Frauen stark betroffen

Anreize dafür könne die Politik etwa in den Leistungsvereinbarungen mit den Unis verankern, indem Budgetmittel mit der Stellenvergabe verkoppelt werden. Eine Absicherung der Projektleiterinnen sei zudem ein Gebot der Geschlechtergerechtigkeit, befindet das Richter-Netzwerk. Denn während die Professorenschaft nach wie vor von Männern dominiert wird, sind Frauen in Drittmittelprojekten stark vertreten. Ein dräuendes Uni-Ende nach acht Jahren könnte vor allem einem weiblichen Exodus aus dem Wissenschaftsbetrieb Vorschub leisten.

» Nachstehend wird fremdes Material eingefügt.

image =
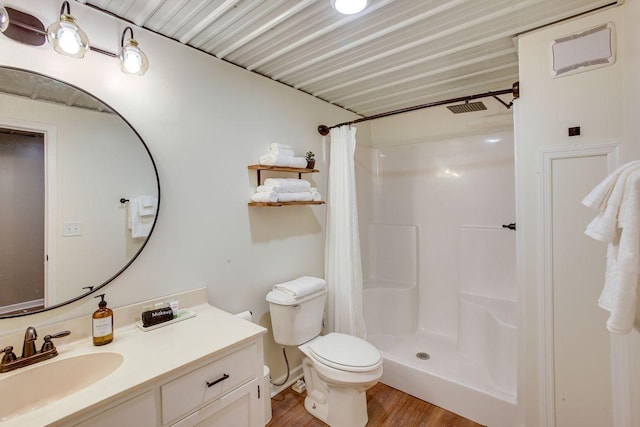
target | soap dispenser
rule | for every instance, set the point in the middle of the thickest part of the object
(102, 323)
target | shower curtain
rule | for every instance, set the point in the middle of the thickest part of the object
(343, 266)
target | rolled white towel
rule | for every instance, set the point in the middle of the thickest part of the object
(276, 159)
(287, 185)
(301, 286)
(303, 196)
(265, 197)
(283, 152)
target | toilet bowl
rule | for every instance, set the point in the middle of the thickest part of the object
(338, 368)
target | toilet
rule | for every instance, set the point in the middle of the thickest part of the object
(338, 368)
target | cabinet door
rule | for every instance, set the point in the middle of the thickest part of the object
(139, 411)
(240, 408)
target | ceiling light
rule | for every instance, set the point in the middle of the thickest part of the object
(4, 19)
(131, 58)
(66, 37)
(349, 7)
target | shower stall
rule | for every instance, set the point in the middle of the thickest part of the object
(439, 266)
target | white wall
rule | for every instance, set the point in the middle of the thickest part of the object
(604, 103)
(204, 121)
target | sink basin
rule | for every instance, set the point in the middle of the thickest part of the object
(32, 387)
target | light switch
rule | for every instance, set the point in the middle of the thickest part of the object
(71, 228)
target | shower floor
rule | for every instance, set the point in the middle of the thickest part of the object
(445, 379)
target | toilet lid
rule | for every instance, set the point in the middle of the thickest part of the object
(345, 352)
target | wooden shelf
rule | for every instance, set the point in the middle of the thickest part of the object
(281, 169)
(299, 171)
(284, 203)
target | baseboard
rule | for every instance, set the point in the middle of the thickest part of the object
(294, 376)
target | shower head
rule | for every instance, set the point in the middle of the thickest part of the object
(467, 107)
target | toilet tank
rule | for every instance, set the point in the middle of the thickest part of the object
(296, 320)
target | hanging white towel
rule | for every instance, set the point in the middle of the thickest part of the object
(301, 286)
(141, 224)
(618, 223)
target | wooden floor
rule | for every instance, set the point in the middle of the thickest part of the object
(386, 406)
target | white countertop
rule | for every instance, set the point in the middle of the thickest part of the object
(148, 355)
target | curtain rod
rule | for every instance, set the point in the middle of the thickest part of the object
(515, 91)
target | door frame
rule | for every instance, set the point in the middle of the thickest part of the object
(619, 346)
(50, 249)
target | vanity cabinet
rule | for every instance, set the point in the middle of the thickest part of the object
(221, 391)
(212, 385)
(139, 411)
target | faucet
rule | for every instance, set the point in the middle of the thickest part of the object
(30, 356)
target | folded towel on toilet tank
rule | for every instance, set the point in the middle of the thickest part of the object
(302, 286)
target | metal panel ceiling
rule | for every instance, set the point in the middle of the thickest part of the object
(395, 54)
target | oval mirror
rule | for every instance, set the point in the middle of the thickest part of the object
(79, 193)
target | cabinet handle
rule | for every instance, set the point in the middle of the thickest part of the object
(222, 378)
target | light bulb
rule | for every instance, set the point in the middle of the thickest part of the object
(67, 38)
(349, 7)
(132, 59)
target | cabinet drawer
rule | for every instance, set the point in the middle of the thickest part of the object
(187, 393)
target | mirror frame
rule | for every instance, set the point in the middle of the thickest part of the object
(144, 244)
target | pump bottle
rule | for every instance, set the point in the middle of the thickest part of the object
(102, 323)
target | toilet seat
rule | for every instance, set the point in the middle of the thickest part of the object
(345, 352)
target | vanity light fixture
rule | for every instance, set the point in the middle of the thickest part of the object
(131, 58)
(4, 19)
(66, 37)
(349, 7)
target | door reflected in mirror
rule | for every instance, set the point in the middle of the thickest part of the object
(66, 160)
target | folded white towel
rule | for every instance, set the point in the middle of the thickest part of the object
(301, 286)
(303, 196)
(287, 185)
(265, 197)
(276, 159)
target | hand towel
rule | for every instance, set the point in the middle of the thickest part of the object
(604, 227)
(598, 197)
(265, 197)
(275, 159)
(303, 196)
(147, 205)
(301, 286)
(621, 207)
(140, 226)
(287, 185)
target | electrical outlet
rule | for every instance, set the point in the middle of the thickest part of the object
(71, 228)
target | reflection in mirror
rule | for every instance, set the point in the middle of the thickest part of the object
(66, 160)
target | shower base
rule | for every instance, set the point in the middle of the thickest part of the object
(445, 378)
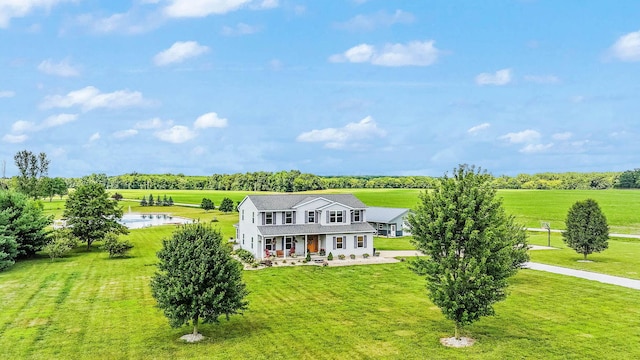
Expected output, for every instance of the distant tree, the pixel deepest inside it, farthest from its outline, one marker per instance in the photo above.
(115, 247)
(587, 230)
(91, 214)
(23, 220)
(198, 280)
(31, 168)
(207, 204)
(226, 205)
(472, 246)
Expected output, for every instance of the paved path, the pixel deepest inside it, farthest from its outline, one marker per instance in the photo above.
(607, 279)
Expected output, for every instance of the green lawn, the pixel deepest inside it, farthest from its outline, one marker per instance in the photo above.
(87, 306)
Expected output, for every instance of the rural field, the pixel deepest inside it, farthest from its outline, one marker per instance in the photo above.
(89, 306)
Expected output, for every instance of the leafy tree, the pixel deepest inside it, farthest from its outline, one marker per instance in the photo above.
(31, 168)
(198, 280)
(115, 247)
(472, 246)
(207, 204)
(61, 242)
(91, 214)
(226, 205)
(8, 249)
(23, 220)
(587, 230)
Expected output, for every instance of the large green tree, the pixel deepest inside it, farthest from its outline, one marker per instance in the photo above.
(23, 220)
(587, 230)
(472, 246)
(91, 214)
(198, 280)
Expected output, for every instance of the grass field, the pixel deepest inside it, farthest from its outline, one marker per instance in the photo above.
(90, 307)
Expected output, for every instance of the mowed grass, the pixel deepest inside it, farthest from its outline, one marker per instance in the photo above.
(87, 306)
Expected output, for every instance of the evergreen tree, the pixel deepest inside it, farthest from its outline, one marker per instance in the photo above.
(198, 281)
(472, 246)
(91, 214)
(587, 230)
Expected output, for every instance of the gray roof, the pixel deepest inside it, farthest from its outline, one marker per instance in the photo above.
(314, 229)
(288, 201)
(384, 215)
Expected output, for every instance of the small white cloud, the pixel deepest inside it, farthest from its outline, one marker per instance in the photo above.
(347, 135)
(179, 52)
(526, 136)
(125, 133)
(90, 98)
(62, 68)
(14, 139)
(476, 129)
(414, 53)
(155, 123)
(535, 148)
(373, 21)
(500, 77)
(177, 134)
(210, 120)
(562, 136)
(542, 79)
(627, 47)
(240, 29)
(202, 8)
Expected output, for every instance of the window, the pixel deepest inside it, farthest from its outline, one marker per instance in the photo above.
(288, 243)
(268, 218)
(335, 216)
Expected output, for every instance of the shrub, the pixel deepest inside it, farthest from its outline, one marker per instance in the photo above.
(116, 247)
(245, 255)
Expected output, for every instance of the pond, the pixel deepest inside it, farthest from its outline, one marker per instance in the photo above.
(139, 221)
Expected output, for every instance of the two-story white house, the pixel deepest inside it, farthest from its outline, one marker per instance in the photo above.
(283, 225)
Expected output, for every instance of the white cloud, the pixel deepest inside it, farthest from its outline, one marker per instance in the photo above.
(500, 77)
(339, 137)
(210, 120)
(202, 8)
(526, 136)
(379, 19)
(414, 53)
(562, 136)
(179, 52)
(155, 123)
(542, 79)
(240, 29)
(20, 8)
(125, 133)
(90, 98)
(478, 128)
(535, 148)
(176, 135)
(14, 139)
(627, 47)
(63, 68)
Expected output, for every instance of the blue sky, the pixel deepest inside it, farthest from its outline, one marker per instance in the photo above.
(336, 87)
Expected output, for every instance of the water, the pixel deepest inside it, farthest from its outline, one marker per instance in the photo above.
(139, 221)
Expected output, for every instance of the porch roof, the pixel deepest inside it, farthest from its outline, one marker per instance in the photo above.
(314, 229)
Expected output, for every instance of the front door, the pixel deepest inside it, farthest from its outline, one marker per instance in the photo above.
(312, 243)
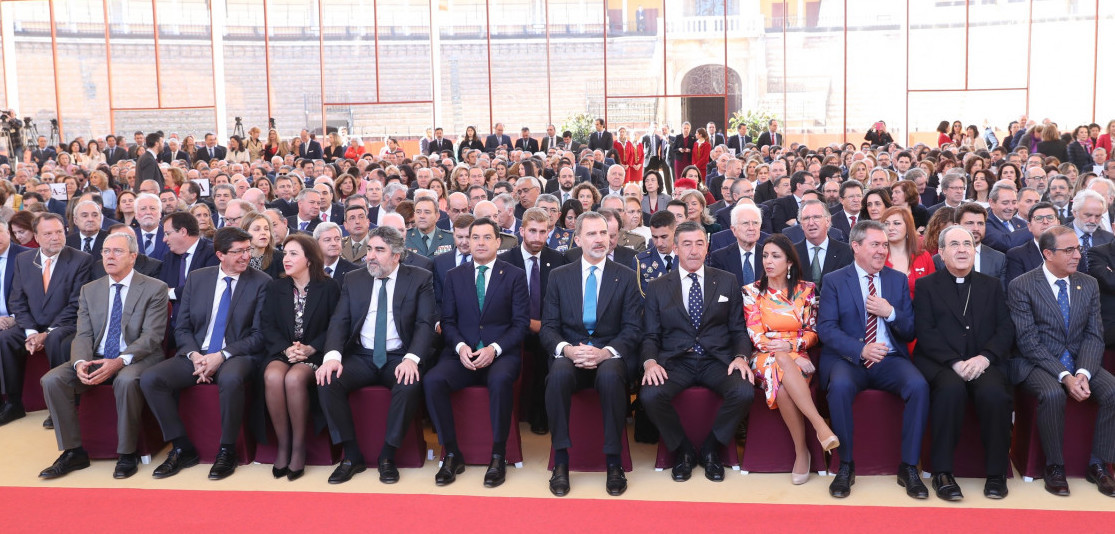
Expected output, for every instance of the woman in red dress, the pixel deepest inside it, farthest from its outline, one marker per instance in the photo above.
(630, 156)
(701, 149)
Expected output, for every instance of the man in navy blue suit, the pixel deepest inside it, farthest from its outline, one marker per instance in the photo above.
(865, 320)
(485, 314)
(1026, 256)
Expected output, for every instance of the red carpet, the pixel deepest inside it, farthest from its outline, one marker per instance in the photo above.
(122, 511)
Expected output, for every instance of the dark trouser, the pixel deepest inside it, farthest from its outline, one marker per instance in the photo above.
(60, 387)
(162, 384)
(994, 401)
(13, 356)
(360, 371)
(449, 376)
(1052, 397)
(895, 375)
(685, 372)
(610, 381)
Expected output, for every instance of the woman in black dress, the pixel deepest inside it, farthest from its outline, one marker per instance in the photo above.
(296, 318)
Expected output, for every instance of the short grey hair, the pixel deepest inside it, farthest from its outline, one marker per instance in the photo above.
(860, 231)
(389, 234)
(940, 238)
(322, 227)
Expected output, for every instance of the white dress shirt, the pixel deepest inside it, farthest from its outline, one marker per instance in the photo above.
(1052, 280)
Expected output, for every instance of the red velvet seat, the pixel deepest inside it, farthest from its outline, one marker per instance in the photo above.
(878, 435)
(37, 366)
(474, 427)
(587, 431)
(319, 449)
(968, 458)
(97, 417)
(772, 448)
(1026, 450)
(200, 409)
(697, 409)
(369, 417)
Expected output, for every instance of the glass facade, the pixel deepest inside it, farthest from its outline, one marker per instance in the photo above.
(827, 68)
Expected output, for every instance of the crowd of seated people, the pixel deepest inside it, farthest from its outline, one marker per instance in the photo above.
(301, 270)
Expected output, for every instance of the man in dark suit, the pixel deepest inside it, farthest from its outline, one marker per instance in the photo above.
(120, 326)
(590, 333)
(485, 316)
(310, 148)
(439, 144)
(537, 262)
(965, 336)
(1027, 256)
(362, 349)
(497, 141)
(45, 287)
(143, 264)
(426, 239)
(600, 139)
(694, 335)
(307, 219)
(186, 252)
(525, 142)
(328, 236)
(114, 153)
(148, 213)
(147, 166)
(1088, 210)
(739, 142)
(818, 252)
(772, 136)
(743, 259)
(87, 235)
(219, 340)
(1002, 220)
(865, 320)
(1060, 346)
(986, 260)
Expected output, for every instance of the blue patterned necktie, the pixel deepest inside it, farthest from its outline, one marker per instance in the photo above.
(748, 270)
(589, 313)
(696, 303)
(1066, 359)
(113, 340)
(216, 341)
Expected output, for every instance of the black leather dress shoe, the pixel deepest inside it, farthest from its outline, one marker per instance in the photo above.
(1055, 481)
(1098, 475)
(845, 478)
(11, 411)
(617, 481)
(559, 482)
(126, 466)
(388, 473)
(947, 487)
(910, 478)
(224, 465)
(684, 466)
(996, 486)
(451, 467)
(345, 471)
(67, 463)
(175, 462)
(496, 473)
(714, 469)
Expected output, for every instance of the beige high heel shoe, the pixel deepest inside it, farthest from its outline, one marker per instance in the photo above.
(800, 478)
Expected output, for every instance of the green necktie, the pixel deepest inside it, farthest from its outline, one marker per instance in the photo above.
(816, 264)
(480, 294)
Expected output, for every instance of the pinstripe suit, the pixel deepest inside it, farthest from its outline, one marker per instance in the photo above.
(1041, 337)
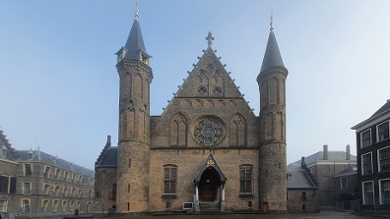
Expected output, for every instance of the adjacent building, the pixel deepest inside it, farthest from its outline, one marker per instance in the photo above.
(373, 151)
(208, 150)
(324, 166)
(302, 190)
(34, 183)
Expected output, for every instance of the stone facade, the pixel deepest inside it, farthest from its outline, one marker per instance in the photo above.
(36, 184)
(208, 148)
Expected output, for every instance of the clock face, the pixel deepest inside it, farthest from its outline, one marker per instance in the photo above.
(209, 131)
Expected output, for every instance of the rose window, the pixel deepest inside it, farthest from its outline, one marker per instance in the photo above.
(208, 131)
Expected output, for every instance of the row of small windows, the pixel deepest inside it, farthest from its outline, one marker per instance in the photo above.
(383, 158)
(7, 184)
(51, 190)
(45, 205)
(74, 178)
(382, 133)
(369, 195)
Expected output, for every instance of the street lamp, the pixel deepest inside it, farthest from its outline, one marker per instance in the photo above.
(103, 174)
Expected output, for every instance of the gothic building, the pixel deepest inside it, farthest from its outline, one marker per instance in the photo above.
(207, 150)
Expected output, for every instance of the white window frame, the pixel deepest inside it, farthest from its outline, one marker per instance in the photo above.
(361, 138)
(378, 158)
(341, 183)
(26, 205)
(3, 205)
(364, 195)
(380, 190)
(362, 164)
(377, 131)
(29, 187)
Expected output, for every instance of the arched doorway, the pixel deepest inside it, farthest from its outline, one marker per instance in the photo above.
(209, 185)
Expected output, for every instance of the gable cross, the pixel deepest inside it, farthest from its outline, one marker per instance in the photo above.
(209, 38)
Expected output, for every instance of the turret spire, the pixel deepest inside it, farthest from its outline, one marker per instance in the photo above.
(134, 48)
(272, 56)
(209, 39)
(137, 11)
(272, 18)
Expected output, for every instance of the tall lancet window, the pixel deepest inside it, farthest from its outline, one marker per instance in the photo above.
(178, 130)
(237, 131)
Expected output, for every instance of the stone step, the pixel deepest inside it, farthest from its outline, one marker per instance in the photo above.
(210, 206)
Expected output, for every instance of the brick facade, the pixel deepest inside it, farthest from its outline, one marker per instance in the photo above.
(208, 147)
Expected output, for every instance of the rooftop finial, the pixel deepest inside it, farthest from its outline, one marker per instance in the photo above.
(272, 18)
(210, 38)
(136, 10)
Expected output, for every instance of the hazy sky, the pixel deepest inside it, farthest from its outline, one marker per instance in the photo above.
(59, 84)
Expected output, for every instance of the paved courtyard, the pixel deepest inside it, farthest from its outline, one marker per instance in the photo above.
(321, 215)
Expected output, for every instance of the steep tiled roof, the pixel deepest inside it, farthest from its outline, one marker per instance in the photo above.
(37, 155)
(272, 56)
(109, 155)
(10, 153)
(332, 156)
(348, 171)
(134, 46)
(298, 178)
(109, 158)
(383, 109)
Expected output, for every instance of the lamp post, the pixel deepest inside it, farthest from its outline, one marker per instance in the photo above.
(103, 174)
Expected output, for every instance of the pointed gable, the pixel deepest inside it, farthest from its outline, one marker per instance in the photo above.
(209, 79)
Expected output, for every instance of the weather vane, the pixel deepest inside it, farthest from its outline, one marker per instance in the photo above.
(272, 18)
(136, 10)
(209, 38)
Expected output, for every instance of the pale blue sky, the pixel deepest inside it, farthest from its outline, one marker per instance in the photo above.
(59, 84)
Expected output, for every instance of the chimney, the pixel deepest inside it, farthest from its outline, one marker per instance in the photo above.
(108, 142)
(303, 165)
(348, 152)
(325, 151)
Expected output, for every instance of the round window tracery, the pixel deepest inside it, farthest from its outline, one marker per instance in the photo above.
(202, 90)
(208, 131)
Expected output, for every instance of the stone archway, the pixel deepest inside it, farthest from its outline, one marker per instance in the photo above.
(209, 185)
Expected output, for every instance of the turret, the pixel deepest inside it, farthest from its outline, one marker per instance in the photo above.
(135, 76)
(272, 131)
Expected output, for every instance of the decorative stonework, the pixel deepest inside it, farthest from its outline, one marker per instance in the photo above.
(209, 131)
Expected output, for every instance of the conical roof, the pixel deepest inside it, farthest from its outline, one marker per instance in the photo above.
(272, 57)
(135, 46)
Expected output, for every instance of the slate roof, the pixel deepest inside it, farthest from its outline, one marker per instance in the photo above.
(272, 56)
(298, 178)
(40, 156)
(383, 109)
(348, 171)
(109, 155)
(109, 158)
(332, 156)
(135, 43)
(10, 152)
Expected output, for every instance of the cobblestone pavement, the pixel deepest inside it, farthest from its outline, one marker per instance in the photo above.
(321, 215)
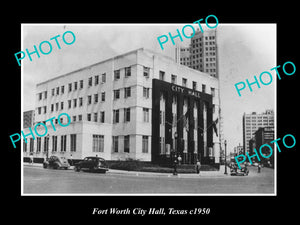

Die grüne Wissenschaftssprecherin Eva Blimlinger verspricht im STANDARD-Gespräch Änderungen an der Novelle. So werde darüber verhandelt, die Zählung der maximal möglichen acht Jahre erst zu einem späteren Karrierezeitpunkt beginnen zu lassen. Eine Möglichkeit zur ewigen Aneinanderreihung von Befristungen soll es aber definitiv nicht geben: "Wenn man mit Mitte 50 kein Projekt mehr bekommt, ist das eine Katastrophe. Mit Mitte 30 kann man sich noch umorientieren." Blimlinger kann sich auch vorstellen, eine Richtlinie für Stellenpläne in den Leistungsvereinbarungen zu normieren. Prinzipiell ist ihr aber schleierhaft, weshalb die Rektorate nicht von sich aus bewährte Wissenschafter unbefristet an ihre Institution binden. (Theo Anders, 1.2.2021)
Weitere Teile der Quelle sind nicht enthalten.